Four of the five, all incredibly compelling, including the well-deserved winner, “Slumdog Millionaire,” were defined by profoundly real historical contexts within the last 70 years.
“The Reader” was set against the horrors of Nazi Germany, confronting a new generation of viewers with stark images of the unfathomable evil that was the Nazi Holocaust, silhouetted against the tour-de-force acting of Kate Winslet, who deservedly earned the Best Actress award.
“Frost/Nixon,” based on the amazing stage play, brought viewers front and center for one of the greatest turning points in modern American history, Watergate. If anyone deserved a Best Actor award who didn’t get it, it was Best Actor nominee Frank Langella’s rendition of Nixon, himself.
“Milk” was a bio-drama of one of the modern era’s most relentless and charismatic civil rights martyrs, as it was veritably the 1970s gay activist Harvey Milk, himself, who was channeled through Sean Penn, whose receptivity earned him the Best Actor award.
Finally, “Slumdog Millionaire” brought us forward to the 21st century, where the unrelenting slums of Mumbai, India are the setting for the compelling story, and steal the show with their uncompromising images of the kind of abject squalor that defines the day-to-day lives of the vast majority of humans on the globe.
None of these films were even close to being box office hits. None of them provided viewers with what so many of them obviously prefer: spills, thrills, violence, wanton murder, twisted maniacs or sophomoric scatological humor.
No, these films were not only steeped in historical reality, but the superb acting in all of them brought forth nuances of personal anguish, remorse, passion, hope, courage and quiet valor that are, truly, the core substance of what drives real history.
There is a profound redemption that they all share, as well, as they show how such personal qualities work their magic to move humanity beyond barbarism, deceit in high places, angry prejudice and brutal economic degradation.
All seemed to respond, and seek input into the mood of the American population during the past year, a population that rose up to make its own history with the election of the first Afro-American president in the nation’s history and by decisively repudiating the profound misdirection of the Bush administration and its cronies.
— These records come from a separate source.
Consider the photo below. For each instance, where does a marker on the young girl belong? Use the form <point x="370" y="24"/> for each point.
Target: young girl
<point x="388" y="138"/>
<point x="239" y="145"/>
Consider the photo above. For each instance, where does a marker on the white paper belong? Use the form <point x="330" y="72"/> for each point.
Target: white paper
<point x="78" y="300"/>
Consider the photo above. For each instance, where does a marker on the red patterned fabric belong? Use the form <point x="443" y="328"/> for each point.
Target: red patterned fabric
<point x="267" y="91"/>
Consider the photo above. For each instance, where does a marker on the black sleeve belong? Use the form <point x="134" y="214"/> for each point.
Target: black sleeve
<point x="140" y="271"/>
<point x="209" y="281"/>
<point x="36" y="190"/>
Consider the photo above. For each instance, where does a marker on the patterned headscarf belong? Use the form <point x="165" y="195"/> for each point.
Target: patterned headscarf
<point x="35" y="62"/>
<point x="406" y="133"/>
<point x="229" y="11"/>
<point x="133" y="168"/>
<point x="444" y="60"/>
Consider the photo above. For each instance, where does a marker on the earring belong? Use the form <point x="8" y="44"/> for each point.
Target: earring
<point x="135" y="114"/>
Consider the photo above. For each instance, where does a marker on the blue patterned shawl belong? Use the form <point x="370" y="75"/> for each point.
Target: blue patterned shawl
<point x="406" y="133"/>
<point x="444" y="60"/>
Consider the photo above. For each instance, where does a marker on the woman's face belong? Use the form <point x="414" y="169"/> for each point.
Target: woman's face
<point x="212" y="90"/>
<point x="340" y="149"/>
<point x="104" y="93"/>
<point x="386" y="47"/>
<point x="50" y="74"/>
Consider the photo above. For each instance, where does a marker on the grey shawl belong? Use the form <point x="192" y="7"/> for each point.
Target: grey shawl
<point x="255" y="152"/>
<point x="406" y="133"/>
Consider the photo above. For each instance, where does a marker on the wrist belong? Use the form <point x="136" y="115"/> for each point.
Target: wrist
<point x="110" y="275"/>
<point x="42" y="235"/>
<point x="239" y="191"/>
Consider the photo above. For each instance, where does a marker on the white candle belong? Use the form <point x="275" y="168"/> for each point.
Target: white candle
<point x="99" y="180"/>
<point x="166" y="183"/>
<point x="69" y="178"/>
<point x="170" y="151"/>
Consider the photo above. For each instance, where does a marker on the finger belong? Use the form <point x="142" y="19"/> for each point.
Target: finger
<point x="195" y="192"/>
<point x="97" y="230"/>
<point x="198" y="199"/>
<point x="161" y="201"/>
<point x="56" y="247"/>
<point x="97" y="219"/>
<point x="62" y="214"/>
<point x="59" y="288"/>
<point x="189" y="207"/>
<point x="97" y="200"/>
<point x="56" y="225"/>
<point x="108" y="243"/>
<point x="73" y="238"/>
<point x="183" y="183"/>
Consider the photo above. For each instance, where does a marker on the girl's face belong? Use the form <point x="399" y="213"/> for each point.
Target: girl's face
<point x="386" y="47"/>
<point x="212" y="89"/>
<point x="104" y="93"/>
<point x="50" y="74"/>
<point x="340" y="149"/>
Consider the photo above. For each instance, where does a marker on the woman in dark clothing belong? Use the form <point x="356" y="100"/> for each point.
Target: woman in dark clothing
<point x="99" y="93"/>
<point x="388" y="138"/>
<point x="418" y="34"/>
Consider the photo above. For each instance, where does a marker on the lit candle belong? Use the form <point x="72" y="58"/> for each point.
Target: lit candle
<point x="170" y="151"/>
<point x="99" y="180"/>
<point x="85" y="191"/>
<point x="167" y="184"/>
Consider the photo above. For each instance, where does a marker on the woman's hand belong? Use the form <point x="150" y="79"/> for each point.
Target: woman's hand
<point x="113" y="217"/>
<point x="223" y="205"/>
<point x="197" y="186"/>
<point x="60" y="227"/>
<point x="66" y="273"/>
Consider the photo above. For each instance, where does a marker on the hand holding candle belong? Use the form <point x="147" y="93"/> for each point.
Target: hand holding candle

At the celebration of these and other fine films, the Academy Awards Sunday, it seemed fitting, if generally lost in the power of the overall event, that one of the most eloquent and poignant affirmations of the equality and dignity of gay and lesbian persons ever delivered in front of such a wide, global audience was spoken by an award recipient.
The screenwriter who developed the original script for “Milk,” a young man named Dustin Lance Black, came to the stage when it was announced he’d won, gripped his Oscar, and in front of 36.3 million television viewers said the following:
“I was 13 years old when my parents moved me from our conservative Mormon home in San Antonio to California, where I heard the story of Harvey Milk. It gave me hope that one day I could live my life as who I am, and maybe even fall in love one day and get married.” He thanked his mom, then added:
“If Harvey Milk had not been taken from us 30 years ago, I think he’d want me to say to all the gay and lesbian kids out there tonight who’ve been told they are ‘less than’ by their churches, or by the government, or by their families, that you are beautiful, wonderful creatures of value, and that no matter what anyone tells you, God does love you, and that very soon, I promise you, you will have equal rights federally across this great nation. Thank you, and thank you God for giving us Harvey Milk.”
It is almost certain that no more a heart-felt, affirming statement from one gay person to a nation of others has ever in history been uttered to so many on live television. It was in the spirit of what all the best films at this year’s Oscars were about.